By Tom Puchlerz, Stevensville
For decades, hunters in Ravalli County have been blocked off from reaching our public lands in the Bitterroot National Forest by an illegal gate on Hughes Creek Road. This route has an extensive history that well establishes its status as a county road, going back to records as far as 1898. Yet a handful of people who live along the road put up a gate and blocked off public access to public lands. The same people who gated the road actually filed in the 1980s to have it officially abandoned by the county – their own actions acknowledging that it was an established county road, used by the public to access public land.
Now the Hughes Creek Road is about to re-open, thanks to an eight-year legal campaign by the Ravalli County Fish and Wildlife Association that culminated recently with a Montana Supreme Court ruling that the route is a county road. That was followed up with a letter from the Ravalli County Commission ordering the landowners to take the gate down – or receive a bill from the county when it does the work to restore public access.
Reopening this road a big win for hunters, anglers and all recreationists who want to get to their public lands. But it came at tremendous cost to the Ravalli County Fish and Wildlife Association, and to the hunters who have been deprived of legal access to our public land in this area for decades.
The problem of illegal gates on county roads that lead to public land is not isolated to this case. All too often around Montana, people try to make public lands and waters their own private domains by cutting off legal public roads and blocking legal public stream access.
The problem is that under Montana law, the fine for illegally gating a county road is set at a mere $10 per day. The penalty is a non-deterrent to wealthy special interests that want to block public access, and it provides no incentive for a county attorney’s office to put their time into reopening illegally gated county roads. It’s doubtful that the fine has ever been levied.
Last legislative session, the Montana Wildlife Federation led an effort to pass a bill that would have increased the fine for illegally gating a county road to up to $500 per day, with no minimum. This bill was simple, common-sense, and gave more power to county governments to go after illegal road gates. Despite support from hunters, anglers, and other land users, and bipartisan support in the Legislature, the bill was killed due to some backroom politics by special interest groups.

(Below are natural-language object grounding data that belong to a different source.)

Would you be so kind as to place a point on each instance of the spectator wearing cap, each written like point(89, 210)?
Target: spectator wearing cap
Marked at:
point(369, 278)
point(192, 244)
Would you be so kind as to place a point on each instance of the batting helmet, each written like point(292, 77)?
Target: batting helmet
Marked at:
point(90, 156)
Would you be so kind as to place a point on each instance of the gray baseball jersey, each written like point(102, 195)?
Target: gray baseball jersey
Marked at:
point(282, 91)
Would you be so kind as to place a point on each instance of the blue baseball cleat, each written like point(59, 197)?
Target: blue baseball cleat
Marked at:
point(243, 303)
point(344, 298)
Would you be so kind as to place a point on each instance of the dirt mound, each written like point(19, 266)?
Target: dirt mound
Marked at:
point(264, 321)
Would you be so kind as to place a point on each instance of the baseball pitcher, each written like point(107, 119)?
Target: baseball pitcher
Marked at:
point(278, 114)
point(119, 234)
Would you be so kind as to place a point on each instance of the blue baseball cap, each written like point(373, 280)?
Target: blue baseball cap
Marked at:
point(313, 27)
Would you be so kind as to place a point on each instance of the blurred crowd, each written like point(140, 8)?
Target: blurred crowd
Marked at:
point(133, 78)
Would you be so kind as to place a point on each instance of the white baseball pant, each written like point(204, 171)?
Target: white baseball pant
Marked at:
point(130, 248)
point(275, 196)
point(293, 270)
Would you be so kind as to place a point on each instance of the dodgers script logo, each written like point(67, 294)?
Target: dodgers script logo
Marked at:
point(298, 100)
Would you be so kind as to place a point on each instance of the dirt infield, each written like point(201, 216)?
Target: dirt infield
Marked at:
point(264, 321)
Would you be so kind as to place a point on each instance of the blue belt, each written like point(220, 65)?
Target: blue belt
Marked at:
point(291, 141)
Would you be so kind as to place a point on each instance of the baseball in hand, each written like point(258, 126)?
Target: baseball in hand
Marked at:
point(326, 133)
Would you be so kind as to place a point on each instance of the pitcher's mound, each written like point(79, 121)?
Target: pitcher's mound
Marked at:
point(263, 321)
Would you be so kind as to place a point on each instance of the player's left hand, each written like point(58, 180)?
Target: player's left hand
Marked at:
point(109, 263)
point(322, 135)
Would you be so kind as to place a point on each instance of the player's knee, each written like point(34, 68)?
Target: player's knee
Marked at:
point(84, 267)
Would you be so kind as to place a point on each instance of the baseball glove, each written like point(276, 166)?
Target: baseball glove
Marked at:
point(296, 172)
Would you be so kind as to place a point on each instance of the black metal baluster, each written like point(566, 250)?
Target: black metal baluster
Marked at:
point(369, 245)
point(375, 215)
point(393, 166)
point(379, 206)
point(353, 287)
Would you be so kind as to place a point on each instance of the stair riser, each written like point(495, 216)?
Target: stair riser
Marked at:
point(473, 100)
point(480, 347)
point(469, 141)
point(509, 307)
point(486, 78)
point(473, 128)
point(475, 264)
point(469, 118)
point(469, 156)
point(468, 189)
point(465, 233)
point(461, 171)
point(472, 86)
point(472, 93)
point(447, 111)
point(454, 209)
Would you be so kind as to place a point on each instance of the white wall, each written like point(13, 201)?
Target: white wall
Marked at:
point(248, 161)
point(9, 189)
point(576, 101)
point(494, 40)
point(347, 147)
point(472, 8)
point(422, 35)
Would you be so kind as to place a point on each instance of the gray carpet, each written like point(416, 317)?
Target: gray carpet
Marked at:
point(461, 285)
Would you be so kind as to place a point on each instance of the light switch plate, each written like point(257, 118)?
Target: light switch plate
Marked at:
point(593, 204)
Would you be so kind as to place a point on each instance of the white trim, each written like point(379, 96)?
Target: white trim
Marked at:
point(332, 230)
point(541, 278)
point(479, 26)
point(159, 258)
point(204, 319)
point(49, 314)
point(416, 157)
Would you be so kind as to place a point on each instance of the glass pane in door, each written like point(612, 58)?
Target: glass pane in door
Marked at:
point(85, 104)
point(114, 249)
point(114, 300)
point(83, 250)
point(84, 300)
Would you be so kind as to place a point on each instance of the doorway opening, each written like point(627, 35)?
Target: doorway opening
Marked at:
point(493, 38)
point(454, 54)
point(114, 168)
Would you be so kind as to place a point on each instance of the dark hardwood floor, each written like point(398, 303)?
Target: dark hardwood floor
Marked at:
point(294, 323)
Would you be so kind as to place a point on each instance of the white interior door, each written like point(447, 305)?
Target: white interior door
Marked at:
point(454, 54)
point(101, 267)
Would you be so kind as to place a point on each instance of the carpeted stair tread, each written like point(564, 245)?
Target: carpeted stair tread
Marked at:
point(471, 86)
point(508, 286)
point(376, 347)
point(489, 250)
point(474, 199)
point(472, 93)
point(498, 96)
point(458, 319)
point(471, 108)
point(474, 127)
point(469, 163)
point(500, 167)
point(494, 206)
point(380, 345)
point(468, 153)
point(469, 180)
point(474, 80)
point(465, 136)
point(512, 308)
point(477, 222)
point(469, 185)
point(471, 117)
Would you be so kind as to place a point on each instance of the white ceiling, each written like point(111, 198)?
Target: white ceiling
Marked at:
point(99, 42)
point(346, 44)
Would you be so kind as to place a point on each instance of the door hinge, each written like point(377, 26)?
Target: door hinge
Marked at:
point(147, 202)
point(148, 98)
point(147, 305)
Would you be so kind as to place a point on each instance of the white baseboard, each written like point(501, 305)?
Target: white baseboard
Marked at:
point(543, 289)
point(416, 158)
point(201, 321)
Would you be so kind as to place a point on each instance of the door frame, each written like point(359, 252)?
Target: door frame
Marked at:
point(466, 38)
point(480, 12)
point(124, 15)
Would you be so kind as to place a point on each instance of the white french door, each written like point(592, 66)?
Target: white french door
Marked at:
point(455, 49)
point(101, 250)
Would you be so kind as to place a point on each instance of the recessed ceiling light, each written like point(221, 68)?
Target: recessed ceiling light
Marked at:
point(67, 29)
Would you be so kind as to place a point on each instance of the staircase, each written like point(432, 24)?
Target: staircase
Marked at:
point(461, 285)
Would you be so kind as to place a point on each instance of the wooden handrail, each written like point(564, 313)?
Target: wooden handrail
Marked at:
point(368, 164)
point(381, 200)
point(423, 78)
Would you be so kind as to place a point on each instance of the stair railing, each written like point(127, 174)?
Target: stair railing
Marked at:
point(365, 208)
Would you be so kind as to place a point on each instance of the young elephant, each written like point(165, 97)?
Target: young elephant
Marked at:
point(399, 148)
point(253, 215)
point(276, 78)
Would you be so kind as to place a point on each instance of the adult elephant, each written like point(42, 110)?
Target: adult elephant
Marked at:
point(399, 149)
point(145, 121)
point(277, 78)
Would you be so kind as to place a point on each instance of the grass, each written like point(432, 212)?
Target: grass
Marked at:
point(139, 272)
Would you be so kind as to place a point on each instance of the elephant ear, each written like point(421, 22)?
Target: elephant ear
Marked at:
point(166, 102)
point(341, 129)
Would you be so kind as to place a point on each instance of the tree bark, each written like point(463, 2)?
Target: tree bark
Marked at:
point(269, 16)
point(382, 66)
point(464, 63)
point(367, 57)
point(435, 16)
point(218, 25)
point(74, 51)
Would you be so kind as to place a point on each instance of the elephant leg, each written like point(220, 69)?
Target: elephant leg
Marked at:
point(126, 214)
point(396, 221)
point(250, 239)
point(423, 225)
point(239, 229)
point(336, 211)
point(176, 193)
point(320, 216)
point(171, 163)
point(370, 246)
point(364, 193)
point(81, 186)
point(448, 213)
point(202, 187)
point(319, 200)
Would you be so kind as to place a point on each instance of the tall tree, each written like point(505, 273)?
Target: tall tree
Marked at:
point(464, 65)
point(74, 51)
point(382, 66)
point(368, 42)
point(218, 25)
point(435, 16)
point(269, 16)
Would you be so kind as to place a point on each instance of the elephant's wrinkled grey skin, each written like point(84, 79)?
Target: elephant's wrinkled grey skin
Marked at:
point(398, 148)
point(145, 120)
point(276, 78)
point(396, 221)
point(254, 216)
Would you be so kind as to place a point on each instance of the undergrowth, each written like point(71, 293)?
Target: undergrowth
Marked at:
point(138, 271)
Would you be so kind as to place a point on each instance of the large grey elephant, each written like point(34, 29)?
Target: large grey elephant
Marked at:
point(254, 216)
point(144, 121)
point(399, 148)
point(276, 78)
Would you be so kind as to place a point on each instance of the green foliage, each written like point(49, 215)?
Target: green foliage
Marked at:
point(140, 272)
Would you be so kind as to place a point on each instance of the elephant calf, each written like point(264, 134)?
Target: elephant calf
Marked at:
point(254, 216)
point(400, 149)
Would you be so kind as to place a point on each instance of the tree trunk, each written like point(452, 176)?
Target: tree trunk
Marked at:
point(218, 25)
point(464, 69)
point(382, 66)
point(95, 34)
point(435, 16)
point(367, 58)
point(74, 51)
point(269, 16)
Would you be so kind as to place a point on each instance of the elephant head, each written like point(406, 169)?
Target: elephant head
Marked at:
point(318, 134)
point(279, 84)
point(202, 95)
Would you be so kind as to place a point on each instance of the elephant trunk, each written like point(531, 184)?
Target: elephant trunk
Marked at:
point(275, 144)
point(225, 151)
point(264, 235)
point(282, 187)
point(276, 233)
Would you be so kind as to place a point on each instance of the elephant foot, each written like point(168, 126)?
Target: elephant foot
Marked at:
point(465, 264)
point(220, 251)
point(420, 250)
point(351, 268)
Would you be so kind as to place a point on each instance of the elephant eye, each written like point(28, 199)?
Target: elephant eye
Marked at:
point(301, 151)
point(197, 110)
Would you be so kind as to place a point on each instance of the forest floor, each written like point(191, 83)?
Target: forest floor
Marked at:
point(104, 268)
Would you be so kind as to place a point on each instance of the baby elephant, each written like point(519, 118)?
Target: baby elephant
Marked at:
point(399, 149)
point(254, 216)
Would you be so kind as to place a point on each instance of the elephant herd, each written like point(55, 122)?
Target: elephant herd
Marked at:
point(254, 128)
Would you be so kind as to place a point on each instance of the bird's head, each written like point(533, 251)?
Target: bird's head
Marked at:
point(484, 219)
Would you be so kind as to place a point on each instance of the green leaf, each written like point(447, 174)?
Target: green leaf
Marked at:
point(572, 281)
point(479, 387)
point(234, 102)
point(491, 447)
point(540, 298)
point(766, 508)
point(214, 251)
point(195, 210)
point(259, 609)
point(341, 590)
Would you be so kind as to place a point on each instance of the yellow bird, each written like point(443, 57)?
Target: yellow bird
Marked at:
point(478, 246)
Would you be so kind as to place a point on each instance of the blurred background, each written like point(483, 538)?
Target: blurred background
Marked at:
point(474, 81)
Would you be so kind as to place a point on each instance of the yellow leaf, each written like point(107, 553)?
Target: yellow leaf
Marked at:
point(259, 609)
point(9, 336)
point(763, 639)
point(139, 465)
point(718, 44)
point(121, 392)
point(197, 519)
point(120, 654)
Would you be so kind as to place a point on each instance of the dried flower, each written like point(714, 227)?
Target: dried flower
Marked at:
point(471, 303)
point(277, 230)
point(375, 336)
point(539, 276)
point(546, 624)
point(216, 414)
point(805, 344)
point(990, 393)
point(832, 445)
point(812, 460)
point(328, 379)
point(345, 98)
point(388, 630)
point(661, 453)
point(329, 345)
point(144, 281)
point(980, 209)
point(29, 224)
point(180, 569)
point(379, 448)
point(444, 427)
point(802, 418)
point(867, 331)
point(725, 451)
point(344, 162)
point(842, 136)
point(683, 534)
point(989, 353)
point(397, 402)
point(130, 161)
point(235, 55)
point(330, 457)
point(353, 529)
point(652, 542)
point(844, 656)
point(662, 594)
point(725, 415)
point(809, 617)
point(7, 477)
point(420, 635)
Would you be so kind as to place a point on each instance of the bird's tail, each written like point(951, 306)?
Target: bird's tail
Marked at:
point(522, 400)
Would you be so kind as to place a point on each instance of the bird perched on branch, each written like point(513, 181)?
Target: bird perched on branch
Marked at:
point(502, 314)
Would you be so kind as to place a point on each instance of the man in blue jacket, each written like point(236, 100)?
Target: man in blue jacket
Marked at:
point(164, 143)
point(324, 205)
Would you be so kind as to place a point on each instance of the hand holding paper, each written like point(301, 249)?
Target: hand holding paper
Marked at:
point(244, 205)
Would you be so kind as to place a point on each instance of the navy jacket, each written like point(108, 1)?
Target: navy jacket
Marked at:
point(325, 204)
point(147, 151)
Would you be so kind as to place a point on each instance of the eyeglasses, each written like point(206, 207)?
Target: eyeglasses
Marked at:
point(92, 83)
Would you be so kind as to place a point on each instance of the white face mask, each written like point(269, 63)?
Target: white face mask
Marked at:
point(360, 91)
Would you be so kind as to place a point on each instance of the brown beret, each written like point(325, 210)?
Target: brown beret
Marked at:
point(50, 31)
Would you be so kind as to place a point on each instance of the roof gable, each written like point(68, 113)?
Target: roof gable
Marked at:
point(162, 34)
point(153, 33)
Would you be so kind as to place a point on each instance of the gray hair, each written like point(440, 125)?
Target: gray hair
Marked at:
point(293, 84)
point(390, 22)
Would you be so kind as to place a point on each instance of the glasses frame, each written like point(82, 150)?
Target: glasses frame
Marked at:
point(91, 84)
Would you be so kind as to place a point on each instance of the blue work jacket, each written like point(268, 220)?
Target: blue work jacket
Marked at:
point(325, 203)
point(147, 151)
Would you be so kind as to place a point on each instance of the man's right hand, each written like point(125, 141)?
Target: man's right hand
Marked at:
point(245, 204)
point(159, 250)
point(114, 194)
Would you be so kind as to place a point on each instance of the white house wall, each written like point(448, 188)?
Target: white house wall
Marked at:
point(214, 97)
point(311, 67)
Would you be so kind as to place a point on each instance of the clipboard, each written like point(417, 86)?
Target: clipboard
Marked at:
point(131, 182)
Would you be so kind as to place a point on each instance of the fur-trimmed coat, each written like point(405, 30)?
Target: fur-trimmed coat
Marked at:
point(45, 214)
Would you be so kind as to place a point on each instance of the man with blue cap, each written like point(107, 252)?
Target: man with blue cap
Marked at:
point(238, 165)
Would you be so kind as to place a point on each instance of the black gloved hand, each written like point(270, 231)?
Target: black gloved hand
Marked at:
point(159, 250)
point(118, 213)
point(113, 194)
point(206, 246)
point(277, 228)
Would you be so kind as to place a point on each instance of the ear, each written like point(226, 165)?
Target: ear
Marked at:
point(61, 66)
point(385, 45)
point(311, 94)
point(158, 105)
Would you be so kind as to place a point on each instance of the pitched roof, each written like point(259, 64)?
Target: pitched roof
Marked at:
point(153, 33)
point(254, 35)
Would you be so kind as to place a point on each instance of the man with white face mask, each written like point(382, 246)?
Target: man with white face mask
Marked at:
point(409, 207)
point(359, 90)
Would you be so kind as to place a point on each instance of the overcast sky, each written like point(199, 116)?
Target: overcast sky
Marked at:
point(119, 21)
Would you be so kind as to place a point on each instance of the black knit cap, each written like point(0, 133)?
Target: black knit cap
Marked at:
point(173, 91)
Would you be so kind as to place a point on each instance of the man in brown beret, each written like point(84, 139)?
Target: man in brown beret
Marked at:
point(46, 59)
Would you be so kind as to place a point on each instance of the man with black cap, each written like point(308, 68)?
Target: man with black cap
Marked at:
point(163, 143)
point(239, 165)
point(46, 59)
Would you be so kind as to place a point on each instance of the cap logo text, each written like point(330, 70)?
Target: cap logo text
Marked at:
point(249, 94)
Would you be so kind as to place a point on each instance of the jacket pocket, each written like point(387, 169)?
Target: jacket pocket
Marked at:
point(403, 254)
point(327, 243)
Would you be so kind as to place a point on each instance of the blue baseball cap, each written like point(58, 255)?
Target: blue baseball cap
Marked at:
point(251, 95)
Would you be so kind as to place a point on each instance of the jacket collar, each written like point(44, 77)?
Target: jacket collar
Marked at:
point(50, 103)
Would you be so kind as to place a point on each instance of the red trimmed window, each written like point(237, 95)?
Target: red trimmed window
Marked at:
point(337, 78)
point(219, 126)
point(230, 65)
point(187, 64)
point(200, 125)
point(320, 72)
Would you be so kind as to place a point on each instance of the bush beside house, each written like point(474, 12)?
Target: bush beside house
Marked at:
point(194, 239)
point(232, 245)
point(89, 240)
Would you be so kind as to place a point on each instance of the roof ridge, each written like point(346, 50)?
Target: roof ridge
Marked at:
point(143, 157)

When the legal record on a road’s status is as clear as Hughes Creek, a letter from the county attorney could resolve many of these cases if the fine has some teeth in it. Simply increasing the penalty to a maximum of $500 per day would help get people to take down illegal gates. And it would give them a strong incentive to work with the authorities to restore public access to legal public routes. We need our lawmakers to quit letting special interests block this common-sense fix to give Montanans access to our public lands and waters.